[antlr-interest] Composite Grammars

Sun Dec 25 17:11:30 PST 2011

Sorry about all the bug reports, but I keep finding more. :P

Setting output=AST causes some stuff about TreeAdaptors to get
inserted into the parser, but some parts have incorrect indentation,
which looks like it should break Python but not Java (I originally
wrote here that it was wrong indentation, but that's because it's
using a single tab character instead of two levels of 4 spaces in the
generated code and apparently I have vim show me hard tabs as 4 spaces
long).
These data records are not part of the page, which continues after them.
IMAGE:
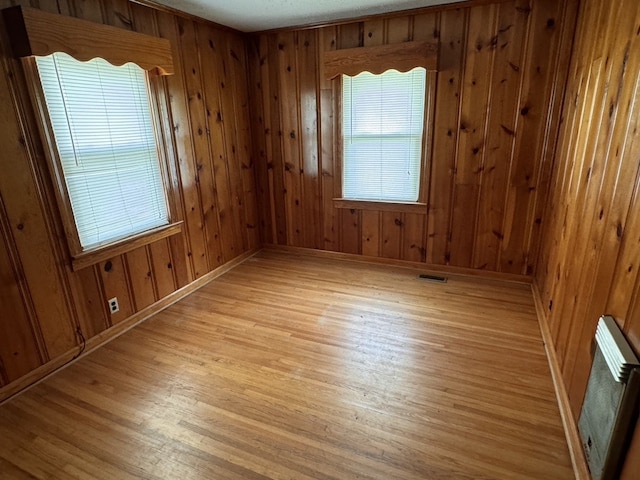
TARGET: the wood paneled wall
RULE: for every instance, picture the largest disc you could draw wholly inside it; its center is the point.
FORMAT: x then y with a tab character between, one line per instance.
498	96
42	302
589	262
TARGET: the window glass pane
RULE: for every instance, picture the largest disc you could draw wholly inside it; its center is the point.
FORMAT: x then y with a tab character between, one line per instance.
383	122
104	134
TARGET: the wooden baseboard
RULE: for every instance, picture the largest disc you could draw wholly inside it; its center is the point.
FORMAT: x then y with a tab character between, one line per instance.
41	373
425	267
578	459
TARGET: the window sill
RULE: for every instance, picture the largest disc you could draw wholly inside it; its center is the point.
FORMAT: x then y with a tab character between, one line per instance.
99	254
404	207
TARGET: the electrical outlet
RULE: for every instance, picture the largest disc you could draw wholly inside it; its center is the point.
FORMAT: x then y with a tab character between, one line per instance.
113	305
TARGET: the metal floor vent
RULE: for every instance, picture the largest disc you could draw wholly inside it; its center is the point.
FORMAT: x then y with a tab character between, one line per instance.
610	405
432	278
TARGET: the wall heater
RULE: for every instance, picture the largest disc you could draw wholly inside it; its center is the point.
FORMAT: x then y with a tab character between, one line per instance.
611	403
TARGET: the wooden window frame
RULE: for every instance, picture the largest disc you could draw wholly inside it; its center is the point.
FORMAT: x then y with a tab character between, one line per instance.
377	60
29	37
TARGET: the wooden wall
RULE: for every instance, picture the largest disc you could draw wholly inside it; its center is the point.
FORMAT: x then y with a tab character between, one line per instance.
589	263
498	95
42	302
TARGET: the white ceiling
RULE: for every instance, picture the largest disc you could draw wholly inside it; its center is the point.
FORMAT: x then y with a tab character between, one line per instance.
255	15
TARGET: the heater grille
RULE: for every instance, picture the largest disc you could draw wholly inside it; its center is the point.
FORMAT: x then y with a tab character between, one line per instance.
610	402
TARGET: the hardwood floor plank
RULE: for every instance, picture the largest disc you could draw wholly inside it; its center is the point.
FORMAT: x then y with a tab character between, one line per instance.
293	366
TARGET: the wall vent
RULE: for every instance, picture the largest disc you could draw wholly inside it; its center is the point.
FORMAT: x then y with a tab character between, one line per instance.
611	403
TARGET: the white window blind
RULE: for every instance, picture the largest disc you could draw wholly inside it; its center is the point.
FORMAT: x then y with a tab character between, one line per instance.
383	122
104	134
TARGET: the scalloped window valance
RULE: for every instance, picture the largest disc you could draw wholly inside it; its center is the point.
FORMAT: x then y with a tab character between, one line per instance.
378	59
33	32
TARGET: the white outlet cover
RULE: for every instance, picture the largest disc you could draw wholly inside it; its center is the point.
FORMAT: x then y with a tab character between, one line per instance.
113	305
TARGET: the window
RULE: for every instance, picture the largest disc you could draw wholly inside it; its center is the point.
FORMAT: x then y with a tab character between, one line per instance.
383	125
104	135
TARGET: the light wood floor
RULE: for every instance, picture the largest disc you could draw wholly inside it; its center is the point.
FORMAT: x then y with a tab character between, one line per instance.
295	367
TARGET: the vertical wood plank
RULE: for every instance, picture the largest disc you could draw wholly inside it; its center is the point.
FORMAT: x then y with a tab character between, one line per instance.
538	72
505	88
89	301
371	233
207	230
331	182
471	148
392	226
162	268
29	228
115	278
445	129
194	239
140	278
246	191
307	60
271	77
18	345
350	35
289	115
413	237
259	127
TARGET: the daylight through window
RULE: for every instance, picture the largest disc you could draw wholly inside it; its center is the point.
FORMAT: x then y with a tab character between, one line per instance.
382	125
104	133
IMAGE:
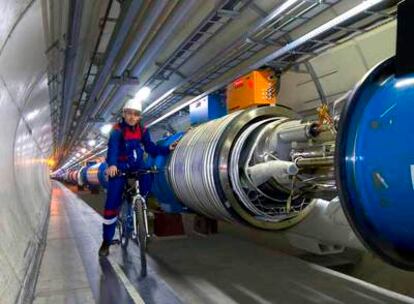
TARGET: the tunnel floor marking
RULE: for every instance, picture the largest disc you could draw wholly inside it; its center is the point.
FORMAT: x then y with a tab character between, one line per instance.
412	175
133	293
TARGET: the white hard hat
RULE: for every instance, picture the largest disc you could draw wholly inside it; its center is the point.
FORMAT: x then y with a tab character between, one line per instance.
133	104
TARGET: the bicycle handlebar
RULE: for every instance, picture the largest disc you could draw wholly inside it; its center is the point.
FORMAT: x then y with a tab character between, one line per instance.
136	173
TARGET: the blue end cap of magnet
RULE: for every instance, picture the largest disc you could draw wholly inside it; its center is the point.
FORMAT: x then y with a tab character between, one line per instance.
375	163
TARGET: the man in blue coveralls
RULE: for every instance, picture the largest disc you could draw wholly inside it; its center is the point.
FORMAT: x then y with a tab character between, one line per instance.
125	153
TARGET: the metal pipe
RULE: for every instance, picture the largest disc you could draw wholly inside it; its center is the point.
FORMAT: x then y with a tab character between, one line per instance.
279	53
70	62
300	133
315	162
141	34
121	34
153	15
326	224
234	44
162	37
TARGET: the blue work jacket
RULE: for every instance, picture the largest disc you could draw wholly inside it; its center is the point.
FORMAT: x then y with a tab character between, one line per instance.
125	146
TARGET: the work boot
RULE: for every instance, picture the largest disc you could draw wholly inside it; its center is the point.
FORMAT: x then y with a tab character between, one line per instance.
104	250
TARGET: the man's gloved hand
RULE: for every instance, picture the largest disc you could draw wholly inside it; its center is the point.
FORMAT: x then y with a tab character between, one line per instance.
111	171
173	145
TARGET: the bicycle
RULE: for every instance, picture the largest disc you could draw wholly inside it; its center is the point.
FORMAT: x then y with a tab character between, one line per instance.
132	221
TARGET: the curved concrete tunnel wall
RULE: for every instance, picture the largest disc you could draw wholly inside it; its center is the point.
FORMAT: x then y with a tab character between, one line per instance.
25	144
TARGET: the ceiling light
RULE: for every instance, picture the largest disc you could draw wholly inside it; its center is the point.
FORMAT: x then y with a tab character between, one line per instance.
106	129
142	94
In Java there simply is no indentation for those lines yet they
are inside a class definition.

And in setting adaptors on delegates, the delegates aren't referred to
correctly, being referenced as gC and gD instead of self.gC and
self.gD, which again breaks Python but not Java. Java is also missing
a newline between the setTreeAdaptor calls but that's not a functional
problem.

This latter kind of error I make myself when programming in Python
sometimes, and pychecker/pylint are pretty good at catching all them
at once rather than one at a time. So I ran pychecker on the files
outputted for my minimal grammar and it found only the errors I
reported here and in my previous post for the top level lexer and
parser...

But for G_C and G_D it stumbled upon a circular dependency by way of
G_C trying to import tokenNames from GParser, where GParser tries to
import G_C from G_C. It works from GParser, of course, since
tokenNames is defined before it attempts to load G_C. But python
semantics won't let you load it the other way. (Going through GParser
works in pychecker, and pychecker only complains about an unused local
variable set1_tree in G_C and has no complaints for G_D.)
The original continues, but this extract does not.